Another one from the archive, an August 2009 post:

I was sitting at the table eating dinner the other day, and my baby boy started acting like he was ready to nurse. I started thinking about taking him over to the couch to meet his request, and BOOM my milk let-down. I’d wager most nursing moms have experienced this chain of events hundreds of times.

That experience got me thinking. All I have to do is think about nursing my baby and my body responds within seconds. The salivation reflex is similar. You start thinking about something delicious and BAM… your mouth is ready for it with a gush of saliva.

And that got me thinking about how interconnected our thoughts and our biological processes are. Our thoughts can create almost instantaneous physical reactions! How amazing is that?! And how frightening too. It all depends on what you are thinking about.

So let’s take this concept into the realm of birth. How can our thoughts affect the birth process? Michel Odent was the first to apply the phrase “fetal ejection reflex” to human birth. Odent has observed that when childbirth is undisturbed, delivery is an involuntary, reflexive process occurring extremely quickly and effortlessly. In order for this reflexive process to occur, a woman must be in a certain type of environment. A California College of Midwives bulletin explains:

For many mothers her need to be undisturbed is balanced by an equally powerful need to be in the “right” place and have family members of great psychological importance, as well as the doctor or midwife present, before she can “permit”, at least at a subconscious level, that dynamic labor process to unfold. For those who prefer hospital care, these mothers must have arrived at the hospital before the Maternal-FER [Maternal-fetal ejection reflex] can complete itself (source).

Being at a hospital (or an interventive home birth) can also produce the opposite effect–essentially shutting-down this reflexive process:

One theory explaining M-FER is the role of primitive brain in facilitating the spontaneous processes of labor and birth. This theory also identifies as negative the influence of the neo-cortex . . . and a host of institutionally-originating disruptions such as bright lights, loud noises, coming and going or milling about of unfamiliar people, unnatural, anti-gravitational positions and frequent disruptions provided by invasive procedures such as vaginal exams, catherizations, fussing with EFM belts, etc. The “intensive care” nature of intrapartum nursing in hospitals means most women experiencing the exact opposite of “secure and unobserved” – all these nursing and medical ministrations and application of technology signal the potential for problems. They worry about themselves and their baby and feel very much like a bug under a microscope (source).

Where we are, who is with us, what they are doing, what we are thinking (or not thinking) about… all of these things have an impact on the birth process.
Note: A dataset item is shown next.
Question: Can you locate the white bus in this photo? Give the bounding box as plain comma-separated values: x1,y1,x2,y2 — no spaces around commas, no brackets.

I saw this truth first-hand with my 2nd and 3rd births. My second daughter’s posterior on-again-off-again labor didn’t kick into gear until I finally said, “This has to be the real thing. We’re going to the hospital!” And she was born (still posterior) within 3 hours of that thought. As I labored with my son, I am certain that my thoughts and psychological state slowed the process until my midwives had arrived and my husband was finished putting my daughters to bed. Once all the essential players were present, I surrendered to my body. My son was born less than 2 hours later. Though I wouldn’t describe either of these births as fetal-ejection-reflex experiences, they did demonstrate the profound power of our thoughts and emotions as we give birth. (I hope to experience the true fetal-ejection reflex someday!)

It makes me all the more wishful that we could guard all women from negative influences or comments in their labors. A friend told me this week that she had planned and hoped for a drug-free birth with her first daughter, but her nurse told her, “Honey, you can’t do it.” Imagine what kind of thoughts that negative statement produced in her! Of course she got an epidural. (And chronic back pain at the epidural site to go with it… still bothering her over two years later. Fortunately she was able to have her son without drugs and had a vastly better experience.) Women in labor internalize what they hear. What might be a simple statement can have a huge impact on her thoughts and thus her body.

I’m looking forward to exploring this topic further. What do you think about when you’re in labor and giving birth? Do you think it affects the process? I’d love to hear your experiences.